“HOW was your day?” Addressed to your average teenager after a day at school, it is not a question likely to evoke much of a response. Addressed to a 13-year-old with autism, it might — as in the case of Joe — provoke intense frustration, and even meltdown. This most banal of questions, it seems, can challenge a whole way of thinking.
Between the Ears: How was your day, Joe? (Radio 3, Saturday, repeated from June last year) was devised and produced by Emma Kingsley, whose son, Joe, was the main protagonist. He is unlike the “neuro-typical” adolescent, not just because of the way he reads the world. He recognises the annoyance he feels, and what triggers it, and responds to his mother’s suggestion of making a programme about him with a cry of: “That would be absolutely perfect!”
With the help of the writers Michael Barton and Wendy Lawson, both of whom have something like the same condition, and Professor Simon Baron-Cohen of Cambridge University, the autistic mind was analysed through this one question. Barton recalls how, getting home from school, he would exchange a brief “hello” with his mother, then spend 45 minutes on video games.

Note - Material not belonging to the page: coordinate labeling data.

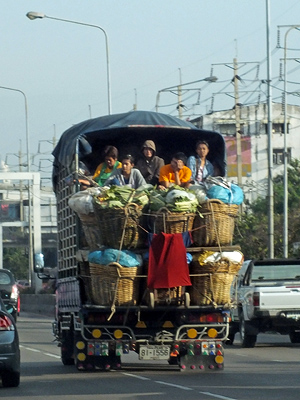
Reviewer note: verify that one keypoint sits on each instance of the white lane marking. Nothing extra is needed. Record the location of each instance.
(143, 378)
(51, 355)
(173, 385)
(217, 396)
(39, 351)
(30, 349)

This was his ritual of decompression from a day full of complicated social interactions.
As Professor Baron-Cohen explains, even Joe’s return home will be full of small changes that need to be reconciled: the window is now open; the bins have been moved; there is a sweet wrapper on the floor. It is difficult for a child to deal with a question as massive as “How was your day?” when there is so much information to accommodate.
Nowadays, instead of “How was your day?”, his mother asks what Joe had for lunch. Thus begins a process of informational download that is both communicative and cathartic. What more could one hope for in a conversation with a teenager?

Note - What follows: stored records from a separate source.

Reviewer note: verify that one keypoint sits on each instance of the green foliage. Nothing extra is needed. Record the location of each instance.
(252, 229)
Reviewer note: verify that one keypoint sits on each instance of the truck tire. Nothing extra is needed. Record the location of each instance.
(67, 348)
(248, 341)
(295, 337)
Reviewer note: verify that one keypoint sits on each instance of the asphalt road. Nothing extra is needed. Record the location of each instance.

The phrase “a mind-bending displacement of perspective” might well have emanated from this Between the Ears feature, but in fact came from the lips of a Hollywood producer, Lynda Obst, in describing the process of putting a film project together. Every day, it seems to come together — the right actors, the right script, the right time — and, every day, it collapses.
What she was describing, to the presenter of The Business of Film with Mark Kermode (Radio 4, Wednesday of last week), is known as “development hell”: that period, sometimes lasting more than a decade, when a film languishes, under discussion, but unmade.
Like everything in the film industry, development is expensive. Tim Burton and Nicolas Cage were reputedly paid $10 million each just to keep their schedules free for a Superman film that was never made. But it can also be creative. During the 13-year period that Under the Skin, the bizarre hit of 2014, was in development, the emphasis of the film shifted entirely from a standard Brad Pitt movie to one with Scarlett Johansson as an alien with a fetish for wearing human flesh.
Of course, for some, a lifetime in development hell might have been better than the film’s 108 minutes of pretentious titillation.